Mama Edyty Górniak wciąż jest słaba po niedawnym pobycie w szpitalu, gdzie przeszła skomplikowaną operację przedramienia. Zajmują się nią, jak zwykle, mąż i młodsza córka. Edyta znów nie znalazła czasu, żeby się z nią zobaczyć. Kilka miesięcy temu jej nowa menedżerka próbowała ocieplić jej wizerunek ogłaszając w mediach, że Edyta jest w stałym kontakcie z mamą i zaprosiła ją do Sopotu na swój jubileuszowy koncert...

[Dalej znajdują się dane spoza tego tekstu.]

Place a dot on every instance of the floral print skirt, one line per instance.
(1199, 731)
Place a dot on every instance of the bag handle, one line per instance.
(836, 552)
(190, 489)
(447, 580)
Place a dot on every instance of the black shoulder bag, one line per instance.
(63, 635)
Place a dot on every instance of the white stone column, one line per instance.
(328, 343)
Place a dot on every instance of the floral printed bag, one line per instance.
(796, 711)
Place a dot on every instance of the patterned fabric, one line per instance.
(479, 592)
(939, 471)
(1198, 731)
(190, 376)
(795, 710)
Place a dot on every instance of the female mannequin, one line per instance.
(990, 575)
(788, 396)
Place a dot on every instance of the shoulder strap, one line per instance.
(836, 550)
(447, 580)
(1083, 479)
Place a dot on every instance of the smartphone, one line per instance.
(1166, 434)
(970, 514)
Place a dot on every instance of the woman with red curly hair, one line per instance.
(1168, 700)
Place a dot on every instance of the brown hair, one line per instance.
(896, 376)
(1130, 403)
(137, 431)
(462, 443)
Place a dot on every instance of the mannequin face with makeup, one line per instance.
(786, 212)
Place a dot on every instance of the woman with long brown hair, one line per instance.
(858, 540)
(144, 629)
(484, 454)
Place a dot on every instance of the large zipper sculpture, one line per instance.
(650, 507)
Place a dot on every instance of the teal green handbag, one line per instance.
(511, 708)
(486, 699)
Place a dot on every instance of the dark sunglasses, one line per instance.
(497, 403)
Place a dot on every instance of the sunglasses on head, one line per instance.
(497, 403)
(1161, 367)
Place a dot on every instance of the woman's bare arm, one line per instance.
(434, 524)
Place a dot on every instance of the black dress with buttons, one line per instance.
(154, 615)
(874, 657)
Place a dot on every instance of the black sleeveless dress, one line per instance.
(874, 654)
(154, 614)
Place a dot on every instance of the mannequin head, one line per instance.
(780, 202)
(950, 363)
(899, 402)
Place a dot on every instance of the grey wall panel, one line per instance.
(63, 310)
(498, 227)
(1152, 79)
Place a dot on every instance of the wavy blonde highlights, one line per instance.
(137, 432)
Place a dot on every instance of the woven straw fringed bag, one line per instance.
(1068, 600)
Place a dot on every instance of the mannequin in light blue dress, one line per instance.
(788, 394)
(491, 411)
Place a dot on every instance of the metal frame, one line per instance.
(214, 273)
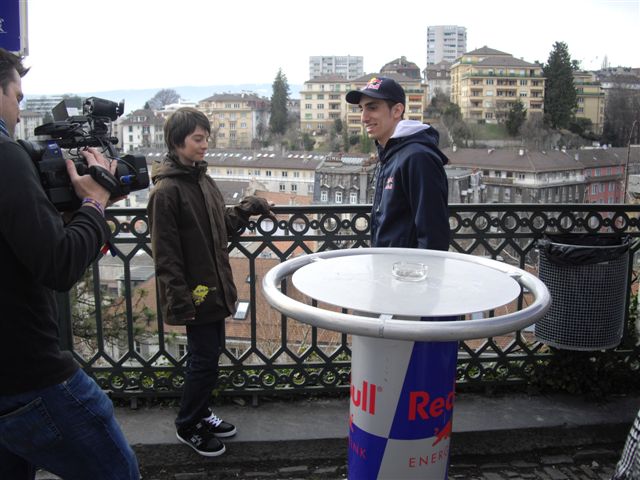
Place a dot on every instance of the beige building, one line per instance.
(438, 78)
(322, 102)
(141, 129)
(590, 99)
(485, 83)
(237, 119)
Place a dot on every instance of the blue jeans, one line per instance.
(204, 345)
(68, 429)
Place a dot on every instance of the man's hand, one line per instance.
(254, 205)
(84, 185)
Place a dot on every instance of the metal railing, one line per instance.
(112, 324)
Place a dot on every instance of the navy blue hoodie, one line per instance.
(410, 207)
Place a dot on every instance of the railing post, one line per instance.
(64, 320)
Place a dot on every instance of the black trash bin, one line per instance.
(587, 278)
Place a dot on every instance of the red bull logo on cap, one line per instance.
(374, 84)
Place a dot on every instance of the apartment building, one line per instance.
(322, 102)
(141, 129)
(29, 120)
(438, 78)
(285, 172)
(345, 179)
(347, 67)
(401, 66)
(238, 120)
(523, 176)
(416, 95)
(485, 84)
(590, 99)
(43, 104)
(445, 42)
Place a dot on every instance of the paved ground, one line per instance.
(514, 437)
(575, 464)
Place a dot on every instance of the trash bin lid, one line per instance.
(366, 283)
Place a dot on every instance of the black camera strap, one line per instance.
(104, 178)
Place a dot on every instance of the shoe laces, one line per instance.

Żadne zaproszenie na Top Trendy nie dotarło - mówi tygodnikowi Życie na gorąco zdziwiona przyrodnia siostra Edyty. Tylko w dniu koncertu ktoś z Polsatu zadzwonił do mamy i zapytał, czy przyjedzie. Gdyby Edycie naprawdę zależało na dobrych relacjach z mamą, już dawno by tu przyjechała albo zadzwoniła. Numer od lat jest taki sam, a mama nadal czeka.

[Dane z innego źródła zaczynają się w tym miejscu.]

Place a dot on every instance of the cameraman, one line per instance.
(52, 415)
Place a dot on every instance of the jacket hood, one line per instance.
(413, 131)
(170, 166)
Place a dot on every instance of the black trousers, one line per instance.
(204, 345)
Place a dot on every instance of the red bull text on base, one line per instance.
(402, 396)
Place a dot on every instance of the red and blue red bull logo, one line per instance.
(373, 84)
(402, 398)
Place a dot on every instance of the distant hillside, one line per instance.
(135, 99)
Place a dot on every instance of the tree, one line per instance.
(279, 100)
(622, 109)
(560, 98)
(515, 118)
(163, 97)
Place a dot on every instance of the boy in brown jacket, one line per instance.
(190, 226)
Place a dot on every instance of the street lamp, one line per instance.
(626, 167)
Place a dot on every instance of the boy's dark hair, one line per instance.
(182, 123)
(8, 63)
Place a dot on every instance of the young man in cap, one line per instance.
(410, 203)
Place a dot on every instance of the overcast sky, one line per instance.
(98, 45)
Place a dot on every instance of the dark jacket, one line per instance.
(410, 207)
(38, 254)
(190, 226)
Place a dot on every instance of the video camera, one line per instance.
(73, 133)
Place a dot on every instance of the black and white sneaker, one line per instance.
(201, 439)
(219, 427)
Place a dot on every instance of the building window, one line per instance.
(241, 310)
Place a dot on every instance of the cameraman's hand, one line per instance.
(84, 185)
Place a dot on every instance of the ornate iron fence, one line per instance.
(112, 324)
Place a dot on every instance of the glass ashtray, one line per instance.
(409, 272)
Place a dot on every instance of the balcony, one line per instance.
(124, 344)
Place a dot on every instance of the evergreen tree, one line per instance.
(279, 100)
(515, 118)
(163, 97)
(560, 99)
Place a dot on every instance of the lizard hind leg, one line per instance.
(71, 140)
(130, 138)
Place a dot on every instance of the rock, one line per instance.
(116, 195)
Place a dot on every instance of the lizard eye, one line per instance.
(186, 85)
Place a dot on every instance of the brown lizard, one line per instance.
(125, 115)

Ostatni raz Górniak rozmawiała z matką 5 lat temu. Tematem ich rozmowy był Marek K. szantażujący ją filmem nagranym w czasie gdy 15-letnia Górniak za zgodą matki pracowała w agencji modelek.
Od tamtej pory Edyta wypowiada się o matce prawie wyłącznie źle. Rodzina ukrywa przed nią gazety w wywiadami Edyty, w których można przeczytać zdania w rodzaju: "zawiodły mnie tak bliskie osoby jak ta, która mi dała życie" lub "tak bardzo chciałam uciec od traumy dzieciństwa, że pędziłam przez życie wcale się nim nie ciesząc". Dla schorowanej matki gwiazdy mogłoby to byż zbyt trudne.

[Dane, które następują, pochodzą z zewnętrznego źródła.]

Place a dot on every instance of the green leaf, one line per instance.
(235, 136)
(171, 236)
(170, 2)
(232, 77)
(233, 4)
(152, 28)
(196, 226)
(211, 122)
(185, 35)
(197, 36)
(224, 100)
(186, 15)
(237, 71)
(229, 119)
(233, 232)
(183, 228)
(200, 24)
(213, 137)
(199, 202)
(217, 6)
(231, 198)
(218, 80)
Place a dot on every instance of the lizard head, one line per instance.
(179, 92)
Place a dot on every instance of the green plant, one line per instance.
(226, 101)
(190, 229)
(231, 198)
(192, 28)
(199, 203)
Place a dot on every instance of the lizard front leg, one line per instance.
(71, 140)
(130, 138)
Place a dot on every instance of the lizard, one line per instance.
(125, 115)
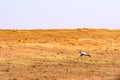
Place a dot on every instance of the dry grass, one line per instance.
(54, 54)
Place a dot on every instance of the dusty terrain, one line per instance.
(54, 54)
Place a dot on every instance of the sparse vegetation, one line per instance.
(54, 54)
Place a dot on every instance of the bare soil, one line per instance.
(54, 54)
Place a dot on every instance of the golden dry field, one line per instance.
(54, 54)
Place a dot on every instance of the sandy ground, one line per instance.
(54, 54)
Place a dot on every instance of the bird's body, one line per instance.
(84, 54)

Jak donosi tabloid o relacje z matka Edyty dba... jej były mąż, Dariusz Krupa. To on pilnuje by synek Allan miał kontakt z babcią.
Mój syn ma dwie wspaniałe babcie, dlaczego miałbym ograniczać mu kontakty z rodziną? - dziwi się Krupa. Rodzina to kapitał na przyszłość.
W takim razie Edyta woli chyba inwestować w samą siebie.